The Art Deco buildings of Johannesburg, its suburbs, and the nearby city of Springs are monuments to one of the greatest boom times in South African history - the 1930s. It was during this decade that the price of gold skyrocketed, and lifted this country - and this city founded by gold-miners - out of the Great Depression. The construction boom that ensued saw skyscrapers rivaling those in New York spring from South Africa's dry veld grassland.

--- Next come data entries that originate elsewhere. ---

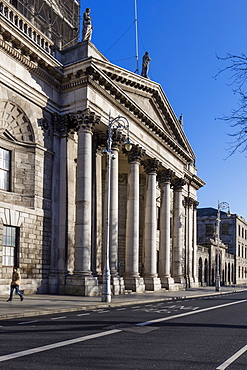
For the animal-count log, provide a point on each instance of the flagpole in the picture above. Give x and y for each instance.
(136, 24)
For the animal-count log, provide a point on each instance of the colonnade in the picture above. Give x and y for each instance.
(170, 270)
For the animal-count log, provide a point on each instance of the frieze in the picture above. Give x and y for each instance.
(97, 79)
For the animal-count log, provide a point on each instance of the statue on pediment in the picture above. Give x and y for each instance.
(145, 64)
(87, 26)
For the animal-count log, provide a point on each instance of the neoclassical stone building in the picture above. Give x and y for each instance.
(233, 247)
(56, 103)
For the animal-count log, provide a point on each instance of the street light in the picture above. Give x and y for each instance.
(120, 124)
(221, 206)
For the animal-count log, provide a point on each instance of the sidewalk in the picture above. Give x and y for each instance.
(42, 304)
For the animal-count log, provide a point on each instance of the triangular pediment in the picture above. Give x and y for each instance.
(146, 99)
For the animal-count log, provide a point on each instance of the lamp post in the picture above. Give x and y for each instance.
(120, 124)
(221, 206)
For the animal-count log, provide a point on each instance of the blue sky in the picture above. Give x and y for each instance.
(183, 38)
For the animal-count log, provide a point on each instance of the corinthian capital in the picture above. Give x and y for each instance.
(178, 183)
(135, 154)
(151, 165)
(83, 119)
(188, 202)
(165, 175)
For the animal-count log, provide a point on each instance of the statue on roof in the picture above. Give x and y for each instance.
(145, 64)
(87, 26)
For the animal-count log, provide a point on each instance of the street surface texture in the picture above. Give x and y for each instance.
(196, 333)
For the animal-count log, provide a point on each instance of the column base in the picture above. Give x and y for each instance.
(56, 282)
(135, 283)
(179, 280)
(152, 283)
(82, 285)
(118, 286)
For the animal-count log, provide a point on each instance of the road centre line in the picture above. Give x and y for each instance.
(102, 334)
(56, 345)
(58, 318)
(27, 322)
(232, 358)
(189, 313)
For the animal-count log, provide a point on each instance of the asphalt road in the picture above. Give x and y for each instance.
(197, 333)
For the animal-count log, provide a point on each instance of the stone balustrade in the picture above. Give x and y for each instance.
(11, 14)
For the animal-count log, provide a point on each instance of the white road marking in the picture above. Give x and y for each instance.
(104, 311)
(58, 318)
(114, 331)
(189, 313)
(232, 358)
(56, 345)
(27, 322)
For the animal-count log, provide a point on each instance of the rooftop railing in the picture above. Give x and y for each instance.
(15, 18)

"Art Deco in Johannesburg, writes Frederico Fresch in De Arte magazine, "served to create for this dusty - if rapidly expanding - town in one of the farthest reaches of the empire ... a sense of wealth and glamour." The South African architecture expert says the "would-be sophistication" was meant to "counteract the incipient provincialism associated with a colonial city."
Driving through Johannesburg's city center, architect Herbert Prins points out the grandes dames remaining, windows smashed, entrances shuttered, and paint peeling.
"There's an Art Deco building, and another next door and another," he says on one particularly rich stretch of Commissioner Street. "People just don't notice them. But if they were fixed up, given some fresh paint, I think they could be a great source of civic pride."
Miami, after all, has made its name as a great place to seek sleek Art Deco structures. And two of Johannesburg's best known architects helped build that reputation. The Obel brothers, Marc and L.T., worked in Miami once the curved lines, Egyptian flavor, and decorative brass work of Art Deco fell out of favor back in Johannesburg.
The style remained unappreciated here until the 1980s when developers applied to demolish the Colosseum, a 3,000-seat movie house with a stained-glass depiction of Atlas supporting South Africa and an ornate Egyptian facade. Architects, preservationists, and ordinary residents protested its demolition - marking the beginning of Art Deco awareness in Johannesburg. The theater was razed despite the protests.
"The public finally became aware," says Mr. Prins, himself a resident in a suburban Art Deco apartment building. "For Johannesburg these buildings are as important as the Tower of London is to London."
Recognition of the style is now spreading. About two years ago Micha Birch, then a member of South Africa's National Monuments Committee, approached the city of Springs to organize an exhibition on its Art Deco architecture. "Springs is absolutely incredible," she says. "One building, next to another, next to another - all Art Deco. And most of it in very good condition."
However, until Ms. Birch appeared at a town council meeting, architecture book in hand, many residents of Springs had no idea their town was architecturally significant. She recalls, "They said 'Oh really?' " Birch is hopeful more such awakenings will follow, with Cape Town playing host to the Seventh World Congress on Art Deco in March 2003.